Friday Sept. 21, 2018, 7 -9pm

Saturday Sept. 22, 10 am – 5 pm

Sunday Sept. 23, 10 am -1pm

Workshop fee: $135.00 for RSB members, $160.00 for non-members Supply fee: $135.00*

Veil Painting is a watercolor technique special to artists working with the writings of Rudolf Steiner. Transparent watercolors are thinned far more than usual and glazed over one another on white paper to achieve subtle color washes, or ‘veils.’ The colors are never mixed anywhere but on the paper, and then only one at a time in a wash over dry colors. To avoid loss of time to stretching watercolor paper and waiting for it to dry overnight, students will use 300# cold pressed watercolor paper or heavy illustration board for wet media. We will focus on technique and work with painting motifs using Goethe’s Luster Colors (red, yellow, and blue) and Image Colors (white, black green, and peach), also exploring Goethe’s use of Characteristic Colors, Non-characteristic Colors, and Harmonious Colors in varying combinations on small panels, the Goethean color wheel on a larger panel, with space for a free painting to try and find an image out of the color itself. Supplies: All supplies will be provided for participants out of the supply fee, and will become their personal materials to take home including; brushes, paper, color, jars, rags, tape, ruler, pencil, sharpener, eraser. Participants will be completely equipped to work at home after the workshop, including colors and where to buy additional supplies when needed.

To Register Send check by September 7th to: David Dozier 1050 Columbia Ave. #3E Chicago, IL 60626

*Anyone taking the workshop that believes they already have all the tools and materials they need and wishes to avoid paying the supply fee should speak to Mr.

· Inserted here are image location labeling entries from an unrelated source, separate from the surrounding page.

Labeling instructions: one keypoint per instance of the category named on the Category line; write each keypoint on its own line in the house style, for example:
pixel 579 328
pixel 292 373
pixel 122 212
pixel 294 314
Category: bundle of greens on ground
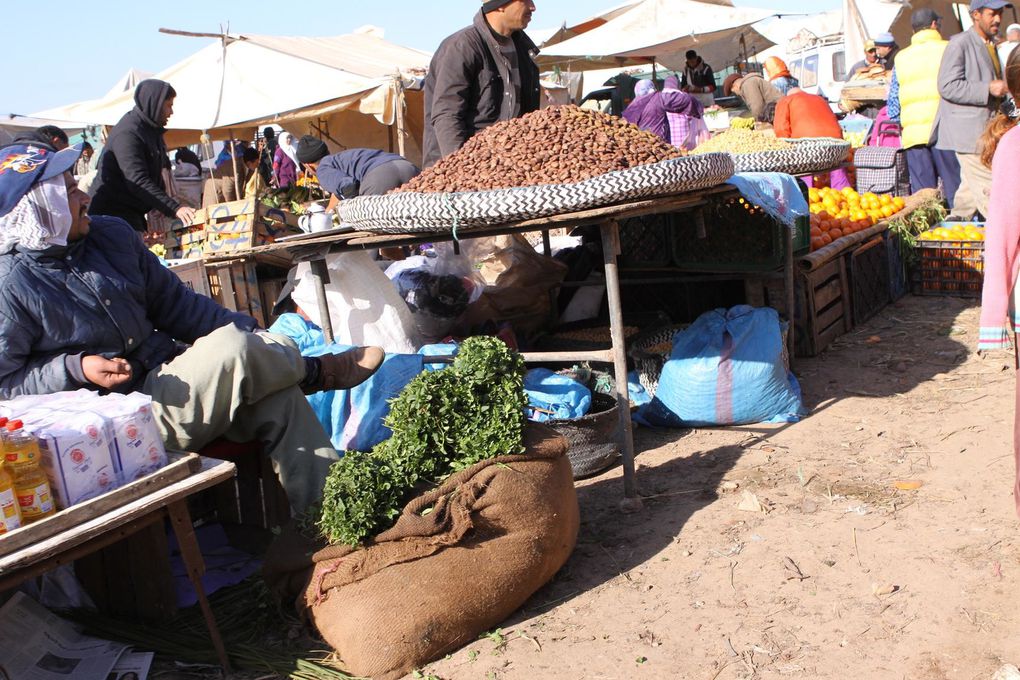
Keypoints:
pixel 442 422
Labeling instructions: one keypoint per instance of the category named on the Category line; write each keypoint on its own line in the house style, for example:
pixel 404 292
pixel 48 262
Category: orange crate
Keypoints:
pixel 952 267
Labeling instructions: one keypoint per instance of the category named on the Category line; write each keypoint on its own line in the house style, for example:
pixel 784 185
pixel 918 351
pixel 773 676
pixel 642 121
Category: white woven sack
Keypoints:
pixel 397 213
pixel 807 155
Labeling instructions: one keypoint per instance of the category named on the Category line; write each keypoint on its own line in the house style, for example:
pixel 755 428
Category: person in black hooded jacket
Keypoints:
pixel 480 75
pixel 130 182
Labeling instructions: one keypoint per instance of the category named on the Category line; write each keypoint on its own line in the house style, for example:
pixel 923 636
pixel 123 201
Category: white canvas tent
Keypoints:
pixel 662 31
pixel 238 83
pixel 12 123
pixel 128 82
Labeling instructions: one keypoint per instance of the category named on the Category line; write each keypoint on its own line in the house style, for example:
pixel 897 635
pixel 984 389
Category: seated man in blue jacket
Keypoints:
pixel 84 304
pixel 355 171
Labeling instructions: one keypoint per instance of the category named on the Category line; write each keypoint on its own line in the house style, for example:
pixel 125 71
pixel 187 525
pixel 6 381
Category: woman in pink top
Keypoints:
pixel 999 310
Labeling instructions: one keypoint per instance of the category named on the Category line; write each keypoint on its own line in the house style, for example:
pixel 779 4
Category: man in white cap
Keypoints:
pixel 970 82
pixel 479 75
pixel 1012 40
pixel 886 49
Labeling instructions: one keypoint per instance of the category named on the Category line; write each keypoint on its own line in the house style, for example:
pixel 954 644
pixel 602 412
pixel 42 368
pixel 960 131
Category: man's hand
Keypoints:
pixel 186 214
pixel 107 373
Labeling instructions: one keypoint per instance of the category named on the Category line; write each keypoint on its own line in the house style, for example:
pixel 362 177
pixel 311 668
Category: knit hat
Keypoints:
pixel 644 88
pixel 730 83
pixel 923 18
pixel 311 149
pixel 493 5
pixel 775 67
pixel 22 166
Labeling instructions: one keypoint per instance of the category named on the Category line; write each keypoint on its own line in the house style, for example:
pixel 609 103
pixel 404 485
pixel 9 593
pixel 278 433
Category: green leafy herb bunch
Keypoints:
pixel 442 422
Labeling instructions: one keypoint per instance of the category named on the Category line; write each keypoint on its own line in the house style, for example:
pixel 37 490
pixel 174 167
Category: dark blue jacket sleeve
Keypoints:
pixel 337 181
pixel 21 372
pixel 179 311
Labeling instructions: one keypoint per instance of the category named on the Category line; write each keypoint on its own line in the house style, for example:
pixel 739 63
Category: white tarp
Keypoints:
pixel 663 30
pixel 864 19
pixel 128 82
pixel 12 123
pixel 245 80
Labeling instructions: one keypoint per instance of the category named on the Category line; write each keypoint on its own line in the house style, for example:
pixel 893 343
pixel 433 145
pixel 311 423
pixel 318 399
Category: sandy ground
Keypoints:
pixel 839 573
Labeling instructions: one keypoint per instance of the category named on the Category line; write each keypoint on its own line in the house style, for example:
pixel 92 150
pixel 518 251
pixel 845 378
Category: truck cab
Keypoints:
pixel 820 65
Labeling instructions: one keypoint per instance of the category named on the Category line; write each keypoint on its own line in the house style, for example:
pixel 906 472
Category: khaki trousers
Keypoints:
pixel 243 386
pixel 975 186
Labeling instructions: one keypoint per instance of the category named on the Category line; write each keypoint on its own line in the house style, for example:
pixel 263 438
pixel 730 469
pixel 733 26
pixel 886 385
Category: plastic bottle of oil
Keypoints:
pixel 31 485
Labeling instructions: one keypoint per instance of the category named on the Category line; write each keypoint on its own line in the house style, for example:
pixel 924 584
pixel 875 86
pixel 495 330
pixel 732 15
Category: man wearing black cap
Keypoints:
pixel 699 80
pixel 131 168
pixel 85 305
pixel 914 102
pixel 970 82
pixel 479 75
pixel 355 171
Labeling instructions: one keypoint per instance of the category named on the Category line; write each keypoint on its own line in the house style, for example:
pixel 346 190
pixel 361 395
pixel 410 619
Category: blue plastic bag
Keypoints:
pixel 554 397
pixel 726 369
pixel 352 418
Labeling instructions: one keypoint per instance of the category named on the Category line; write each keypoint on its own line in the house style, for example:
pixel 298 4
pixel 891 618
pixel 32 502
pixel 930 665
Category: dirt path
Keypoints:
pixel 840 574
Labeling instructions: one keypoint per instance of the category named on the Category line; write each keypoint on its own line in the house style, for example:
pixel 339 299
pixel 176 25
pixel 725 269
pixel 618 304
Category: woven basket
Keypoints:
pixel 807 155
pixel 399 213
pixel 650 351
pixel 592 437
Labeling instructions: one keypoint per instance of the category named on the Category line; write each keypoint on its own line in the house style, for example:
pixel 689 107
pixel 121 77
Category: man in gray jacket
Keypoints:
pixel 479 75
pixel 970 82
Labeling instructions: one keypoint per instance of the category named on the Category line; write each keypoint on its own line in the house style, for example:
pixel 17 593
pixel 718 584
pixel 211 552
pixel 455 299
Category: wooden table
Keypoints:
pixel 109 527
pixel 314 248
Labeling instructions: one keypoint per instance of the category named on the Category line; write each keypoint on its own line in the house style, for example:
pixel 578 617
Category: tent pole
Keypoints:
pixel 401 128
pixel 234 162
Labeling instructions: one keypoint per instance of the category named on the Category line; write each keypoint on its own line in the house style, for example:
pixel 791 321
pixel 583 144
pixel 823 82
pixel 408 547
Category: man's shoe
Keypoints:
pixel 343 371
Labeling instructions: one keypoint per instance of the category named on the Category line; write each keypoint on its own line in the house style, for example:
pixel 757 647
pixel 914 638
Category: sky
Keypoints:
pixel 81 50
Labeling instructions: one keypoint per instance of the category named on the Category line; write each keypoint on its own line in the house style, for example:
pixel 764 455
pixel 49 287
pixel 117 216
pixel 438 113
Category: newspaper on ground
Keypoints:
pixel 36 644
pixel 133 666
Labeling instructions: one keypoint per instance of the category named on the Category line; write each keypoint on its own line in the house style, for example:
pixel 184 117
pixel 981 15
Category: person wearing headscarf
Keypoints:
pixel 354 171
pixel 760 97
pixel 650 107
pixel 85 305
pixel 130 182
pixel 685 131
pixel 285 161
pixel 778 74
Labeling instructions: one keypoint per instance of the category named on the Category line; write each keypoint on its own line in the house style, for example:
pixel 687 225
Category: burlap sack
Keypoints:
pixel 496 533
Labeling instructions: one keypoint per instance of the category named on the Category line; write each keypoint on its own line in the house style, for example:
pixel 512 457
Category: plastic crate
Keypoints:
pixel 952 267
pixel 645 241
pixel 738 237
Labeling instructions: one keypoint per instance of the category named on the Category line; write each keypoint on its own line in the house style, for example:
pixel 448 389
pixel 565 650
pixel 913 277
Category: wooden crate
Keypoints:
pixel 240 225
pixel 234 284
pixel 822 301
pixel 827 306
pixel 185 243
pixel 269 290
pixel 192 273
pixel 868 270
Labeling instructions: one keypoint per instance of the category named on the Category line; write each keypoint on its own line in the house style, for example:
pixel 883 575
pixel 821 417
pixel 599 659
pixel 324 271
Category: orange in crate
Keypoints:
pixel 953 259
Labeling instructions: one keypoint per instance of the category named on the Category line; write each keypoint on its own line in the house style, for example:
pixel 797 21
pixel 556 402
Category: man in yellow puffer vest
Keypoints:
pixel 914 102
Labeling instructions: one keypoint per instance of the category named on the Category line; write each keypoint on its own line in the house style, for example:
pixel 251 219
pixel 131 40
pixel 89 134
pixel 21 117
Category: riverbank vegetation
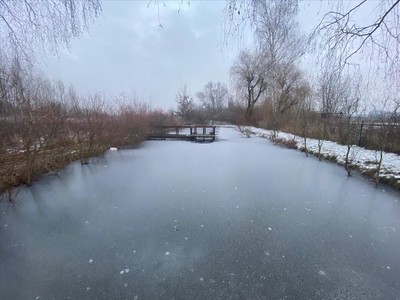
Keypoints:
pixel 336 99
pixel 45 125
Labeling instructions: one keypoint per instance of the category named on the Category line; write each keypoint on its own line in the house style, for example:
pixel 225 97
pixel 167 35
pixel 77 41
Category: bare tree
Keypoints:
pixel 350 105
pixel 344 30
pixel 304 94
pixel 30 27
pixel 249 74
pixel 185 103
pixel 214 98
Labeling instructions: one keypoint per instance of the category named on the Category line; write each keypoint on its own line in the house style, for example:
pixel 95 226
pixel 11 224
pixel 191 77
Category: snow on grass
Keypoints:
pixel 365 160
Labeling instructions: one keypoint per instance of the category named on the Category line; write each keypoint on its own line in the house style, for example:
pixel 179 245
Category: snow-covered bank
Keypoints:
pixel 362 159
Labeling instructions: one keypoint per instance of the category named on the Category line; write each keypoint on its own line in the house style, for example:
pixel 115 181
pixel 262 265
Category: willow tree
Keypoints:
pixel 249 74
pixel 30 28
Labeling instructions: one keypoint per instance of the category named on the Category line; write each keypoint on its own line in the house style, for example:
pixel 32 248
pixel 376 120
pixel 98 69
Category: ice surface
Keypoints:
pixel 363 158
pixel 133 213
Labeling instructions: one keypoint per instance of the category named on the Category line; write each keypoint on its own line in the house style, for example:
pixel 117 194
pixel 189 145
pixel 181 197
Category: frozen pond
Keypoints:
pixel 235 219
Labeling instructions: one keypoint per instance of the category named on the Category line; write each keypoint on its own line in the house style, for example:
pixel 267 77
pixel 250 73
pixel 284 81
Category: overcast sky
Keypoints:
pixel 127 51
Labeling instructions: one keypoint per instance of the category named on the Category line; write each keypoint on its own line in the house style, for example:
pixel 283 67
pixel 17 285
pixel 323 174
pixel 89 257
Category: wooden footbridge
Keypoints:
pixel 185 132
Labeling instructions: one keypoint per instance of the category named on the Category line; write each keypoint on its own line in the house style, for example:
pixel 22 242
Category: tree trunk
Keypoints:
pixel 378 169
pixel 305 140
pixel 346 162
pixel 319 149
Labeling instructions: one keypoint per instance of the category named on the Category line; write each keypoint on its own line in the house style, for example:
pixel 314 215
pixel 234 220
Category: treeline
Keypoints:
pixel 45 125
pixel 331 99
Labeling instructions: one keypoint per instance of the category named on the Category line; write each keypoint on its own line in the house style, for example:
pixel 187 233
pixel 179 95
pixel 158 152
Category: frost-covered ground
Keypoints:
pixel 235 219
pixel 363 159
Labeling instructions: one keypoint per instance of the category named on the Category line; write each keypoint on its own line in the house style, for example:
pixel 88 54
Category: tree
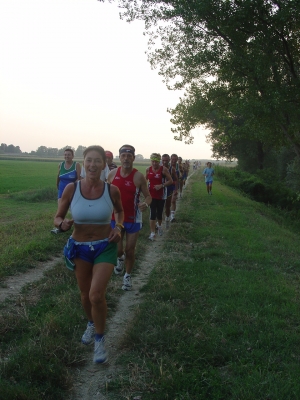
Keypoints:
pixel 61 151
pixel 239 58
pixel 79 151
pixel 42 151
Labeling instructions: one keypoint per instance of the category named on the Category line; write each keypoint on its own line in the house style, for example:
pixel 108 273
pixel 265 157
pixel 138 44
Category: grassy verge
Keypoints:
pixel 26 221
pixel 220 316
pixel 40 333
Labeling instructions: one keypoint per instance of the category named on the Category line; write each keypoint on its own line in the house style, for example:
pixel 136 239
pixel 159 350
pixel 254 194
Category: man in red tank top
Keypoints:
pixel 131 183
pixel 159 178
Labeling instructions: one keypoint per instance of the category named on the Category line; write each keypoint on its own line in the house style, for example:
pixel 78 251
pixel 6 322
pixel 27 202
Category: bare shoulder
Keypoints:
pixel 112 174
pixel 114 190
pixel 138 178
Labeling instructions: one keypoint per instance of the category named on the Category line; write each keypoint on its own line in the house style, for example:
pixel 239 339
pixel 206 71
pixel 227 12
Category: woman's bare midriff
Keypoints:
pixel 90 232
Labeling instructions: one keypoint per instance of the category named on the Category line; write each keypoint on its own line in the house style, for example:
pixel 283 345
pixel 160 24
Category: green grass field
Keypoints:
pixel 28 202
pixel 17 176
pixel 219 317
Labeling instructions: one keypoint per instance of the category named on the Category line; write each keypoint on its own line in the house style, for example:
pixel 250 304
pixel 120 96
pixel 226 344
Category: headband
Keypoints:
pixel 155 157
pixel 109 154
pixel 124 150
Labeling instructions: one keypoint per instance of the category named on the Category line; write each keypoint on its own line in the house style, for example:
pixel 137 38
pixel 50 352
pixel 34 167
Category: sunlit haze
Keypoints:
pixel 73 73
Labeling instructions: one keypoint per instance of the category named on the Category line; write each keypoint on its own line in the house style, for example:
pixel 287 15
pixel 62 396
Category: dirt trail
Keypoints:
pixel 92 379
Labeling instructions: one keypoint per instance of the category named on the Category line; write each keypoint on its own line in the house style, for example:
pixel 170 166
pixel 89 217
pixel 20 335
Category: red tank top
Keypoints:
pixel 156 178
pixel 130 196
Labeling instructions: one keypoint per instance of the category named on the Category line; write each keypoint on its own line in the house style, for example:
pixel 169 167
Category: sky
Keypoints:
pixel 73 73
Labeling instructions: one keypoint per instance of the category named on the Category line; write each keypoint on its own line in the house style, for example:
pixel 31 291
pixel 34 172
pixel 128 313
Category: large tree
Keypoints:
pixel 237 58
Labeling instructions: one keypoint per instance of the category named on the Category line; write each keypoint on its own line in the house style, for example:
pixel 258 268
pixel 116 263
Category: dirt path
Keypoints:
pixel 92 379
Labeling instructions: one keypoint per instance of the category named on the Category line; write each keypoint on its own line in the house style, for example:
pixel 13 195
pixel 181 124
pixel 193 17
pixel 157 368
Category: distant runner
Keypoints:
pixel 172 189
pixel 209 172
pixel 109 160
pixel 131 183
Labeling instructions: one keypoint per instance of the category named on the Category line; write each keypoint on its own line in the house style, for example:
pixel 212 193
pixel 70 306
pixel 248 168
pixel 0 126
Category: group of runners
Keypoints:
pixel 106 204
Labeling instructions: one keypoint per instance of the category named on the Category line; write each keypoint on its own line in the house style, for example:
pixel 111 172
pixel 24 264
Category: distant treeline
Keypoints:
pixel 44 151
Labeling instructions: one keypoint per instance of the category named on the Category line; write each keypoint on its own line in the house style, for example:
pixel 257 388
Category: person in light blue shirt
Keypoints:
pixel 208 172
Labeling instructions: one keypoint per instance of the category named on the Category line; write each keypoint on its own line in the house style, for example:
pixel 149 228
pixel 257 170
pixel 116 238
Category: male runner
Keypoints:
pixel 109 160
pixel 174 165
pixel 172 189
pixel 131 183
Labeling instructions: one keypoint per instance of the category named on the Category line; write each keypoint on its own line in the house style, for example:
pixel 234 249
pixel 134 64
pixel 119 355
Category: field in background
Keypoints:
pixel 219 317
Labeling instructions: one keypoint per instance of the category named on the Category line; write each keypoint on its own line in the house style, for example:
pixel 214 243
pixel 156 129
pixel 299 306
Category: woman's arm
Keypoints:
pixel 78 171
pixel 57 178
pixel 115 234
pixel 169 180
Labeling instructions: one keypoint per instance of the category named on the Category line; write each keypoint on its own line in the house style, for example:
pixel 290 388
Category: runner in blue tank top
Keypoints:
pixel 68 172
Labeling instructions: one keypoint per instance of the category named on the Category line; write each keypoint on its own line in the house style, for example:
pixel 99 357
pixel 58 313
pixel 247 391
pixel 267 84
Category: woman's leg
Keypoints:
pixel 84 274
pixel 101 275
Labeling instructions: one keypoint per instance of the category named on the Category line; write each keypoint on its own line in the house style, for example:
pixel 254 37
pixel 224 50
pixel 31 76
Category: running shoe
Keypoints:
pixel 152 236
pixel 127 285
pixel 89 335
pixel 119 268
pixel 100 353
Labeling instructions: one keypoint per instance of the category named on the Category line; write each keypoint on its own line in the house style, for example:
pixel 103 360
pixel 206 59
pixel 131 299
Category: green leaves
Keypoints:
pixel 239 59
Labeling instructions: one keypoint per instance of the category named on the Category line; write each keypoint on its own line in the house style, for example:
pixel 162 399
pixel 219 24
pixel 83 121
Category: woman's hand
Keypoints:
pixel 66 224
pixel 115 235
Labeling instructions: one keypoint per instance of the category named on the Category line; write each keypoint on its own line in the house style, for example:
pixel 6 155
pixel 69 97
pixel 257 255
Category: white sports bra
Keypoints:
pixel 96 211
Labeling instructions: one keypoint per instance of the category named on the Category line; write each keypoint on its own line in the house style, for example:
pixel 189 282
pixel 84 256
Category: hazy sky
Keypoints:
pixel 73 73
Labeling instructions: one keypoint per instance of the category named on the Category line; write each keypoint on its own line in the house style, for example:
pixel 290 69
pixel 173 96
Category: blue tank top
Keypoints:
pixel 96 211
pixel 66 175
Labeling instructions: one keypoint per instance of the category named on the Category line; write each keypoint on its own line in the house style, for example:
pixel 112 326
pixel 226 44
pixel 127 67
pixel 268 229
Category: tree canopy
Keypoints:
pixel 237 60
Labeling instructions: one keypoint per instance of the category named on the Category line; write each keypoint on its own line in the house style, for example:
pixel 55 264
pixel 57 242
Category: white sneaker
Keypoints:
pixel 160 231
pixel 119 268
pixel 100 353
pixel 152 236
pixel 89 335
pixel 127 285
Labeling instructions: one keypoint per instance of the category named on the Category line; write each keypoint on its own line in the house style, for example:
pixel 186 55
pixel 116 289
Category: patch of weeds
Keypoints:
pixel 35 196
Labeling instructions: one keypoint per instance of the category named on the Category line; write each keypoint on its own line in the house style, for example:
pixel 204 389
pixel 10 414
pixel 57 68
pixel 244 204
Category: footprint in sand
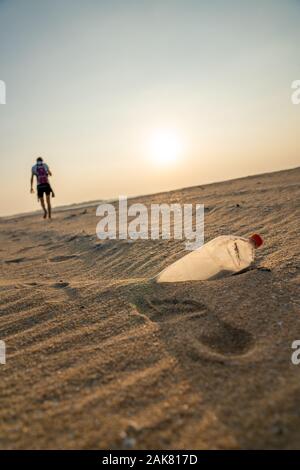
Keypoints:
pixel 60 259
pixel 199 327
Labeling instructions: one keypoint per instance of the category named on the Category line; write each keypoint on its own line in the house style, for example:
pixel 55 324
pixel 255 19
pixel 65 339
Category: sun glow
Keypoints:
pixel 164 147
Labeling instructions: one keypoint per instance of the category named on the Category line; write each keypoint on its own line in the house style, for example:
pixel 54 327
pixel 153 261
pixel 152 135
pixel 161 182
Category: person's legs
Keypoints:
pixel 48 205
pixel 43 206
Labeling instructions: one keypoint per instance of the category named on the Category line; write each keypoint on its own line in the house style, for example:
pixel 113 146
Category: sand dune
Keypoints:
pixel 99 356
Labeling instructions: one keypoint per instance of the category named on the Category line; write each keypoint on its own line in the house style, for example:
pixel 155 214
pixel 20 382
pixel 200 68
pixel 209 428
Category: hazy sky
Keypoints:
pixel 90 82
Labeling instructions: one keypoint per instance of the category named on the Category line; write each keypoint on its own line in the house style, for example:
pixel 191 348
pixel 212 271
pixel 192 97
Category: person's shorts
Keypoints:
pixel 43 189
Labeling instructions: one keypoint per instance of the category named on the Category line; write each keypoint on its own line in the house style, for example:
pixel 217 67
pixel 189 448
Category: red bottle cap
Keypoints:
pixel 257 239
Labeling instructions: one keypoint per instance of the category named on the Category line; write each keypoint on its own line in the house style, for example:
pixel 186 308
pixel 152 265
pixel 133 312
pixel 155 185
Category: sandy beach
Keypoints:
pixel 100 356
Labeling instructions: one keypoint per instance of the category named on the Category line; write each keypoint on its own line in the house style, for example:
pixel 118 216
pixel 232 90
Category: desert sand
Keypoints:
pixel 100 356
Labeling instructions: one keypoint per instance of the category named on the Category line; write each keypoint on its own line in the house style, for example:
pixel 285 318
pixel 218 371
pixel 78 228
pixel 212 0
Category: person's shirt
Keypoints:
pixel 41 171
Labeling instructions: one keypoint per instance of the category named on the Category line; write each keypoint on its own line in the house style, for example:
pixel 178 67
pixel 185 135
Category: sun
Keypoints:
pixel 164 146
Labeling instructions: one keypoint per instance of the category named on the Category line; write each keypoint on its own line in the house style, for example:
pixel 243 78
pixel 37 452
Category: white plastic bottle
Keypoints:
pixel 223 255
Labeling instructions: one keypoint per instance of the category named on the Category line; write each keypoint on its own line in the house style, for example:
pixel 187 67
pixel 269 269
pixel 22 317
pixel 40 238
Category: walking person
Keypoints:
pixel 42 172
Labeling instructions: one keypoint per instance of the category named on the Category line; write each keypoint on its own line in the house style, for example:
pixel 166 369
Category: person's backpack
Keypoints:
pixel 42 174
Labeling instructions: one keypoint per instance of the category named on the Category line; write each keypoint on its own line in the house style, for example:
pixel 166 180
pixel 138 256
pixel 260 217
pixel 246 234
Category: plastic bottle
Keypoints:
pixel 221 256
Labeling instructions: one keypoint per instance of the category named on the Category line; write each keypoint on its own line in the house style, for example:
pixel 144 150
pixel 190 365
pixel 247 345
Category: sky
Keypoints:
pixel 128 97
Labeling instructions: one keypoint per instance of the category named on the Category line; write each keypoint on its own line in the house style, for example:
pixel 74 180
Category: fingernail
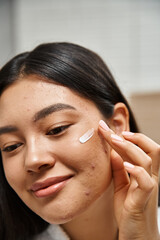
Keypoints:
pixel 116 137
pixel 126 133
pixel 85 137
pixel 128 165
pixel 104 125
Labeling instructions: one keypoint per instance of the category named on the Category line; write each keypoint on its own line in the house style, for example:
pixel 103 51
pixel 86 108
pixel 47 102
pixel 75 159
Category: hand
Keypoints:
pixel 135 197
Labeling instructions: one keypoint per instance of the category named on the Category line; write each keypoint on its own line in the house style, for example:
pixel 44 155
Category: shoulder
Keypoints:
pixel 53 232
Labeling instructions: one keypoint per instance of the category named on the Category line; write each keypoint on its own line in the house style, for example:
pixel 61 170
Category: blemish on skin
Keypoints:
pixel 93 166
pixel 87 193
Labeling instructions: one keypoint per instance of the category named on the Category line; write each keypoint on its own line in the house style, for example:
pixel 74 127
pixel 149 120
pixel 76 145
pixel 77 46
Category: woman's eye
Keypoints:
pixel 58 130
pixel 11 147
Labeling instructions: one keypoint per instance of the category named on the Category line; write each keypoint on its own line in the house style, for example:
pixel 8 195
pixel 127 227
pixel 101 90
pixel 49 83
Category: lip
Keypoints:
pixel 50 186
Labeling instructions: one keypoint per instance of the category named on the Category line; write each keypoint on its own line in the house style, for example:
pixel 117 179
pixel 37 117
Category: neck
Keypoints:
pixel 98 222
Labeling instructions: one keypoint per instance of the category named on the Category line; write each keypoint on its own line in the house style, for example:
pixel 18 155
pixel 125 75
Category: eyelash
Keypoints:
pixel 58 130
pixel 11 148
pixel 55 131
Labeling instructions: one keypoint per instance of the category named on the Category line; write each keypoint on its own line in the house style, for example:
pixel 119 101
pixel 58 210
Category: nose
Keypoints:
pixel 38 157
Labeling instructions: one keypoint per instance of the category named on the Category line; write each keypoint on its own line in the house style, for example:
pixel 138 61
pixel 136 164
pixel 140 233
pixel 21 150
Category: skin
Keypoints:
pixel 86 201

Dozier personally at 773-627-0060, and review their tools and materials against the supply list with him by September 1st, since supplies have to ordered at least two weeks in advance.

Bio: Since 1997 David A. Dozier has taught art history, digital art, painting in oils, pastels and watercolor, black & white drawing, calligraphy and block printing at the Chicago Waldorf School, as well as drawing skills to adults in the Arcturus Rudolf Steiner Education program. He has a Master’s degree in Education (with a Certificate in Waldorf Education) from Antioch New England Graduate School, and a Bachelor of Fine Arts degree in Visual Communication from Layton School of Art and Design with academic accreditation from Marquette University in Milwaukee, WI.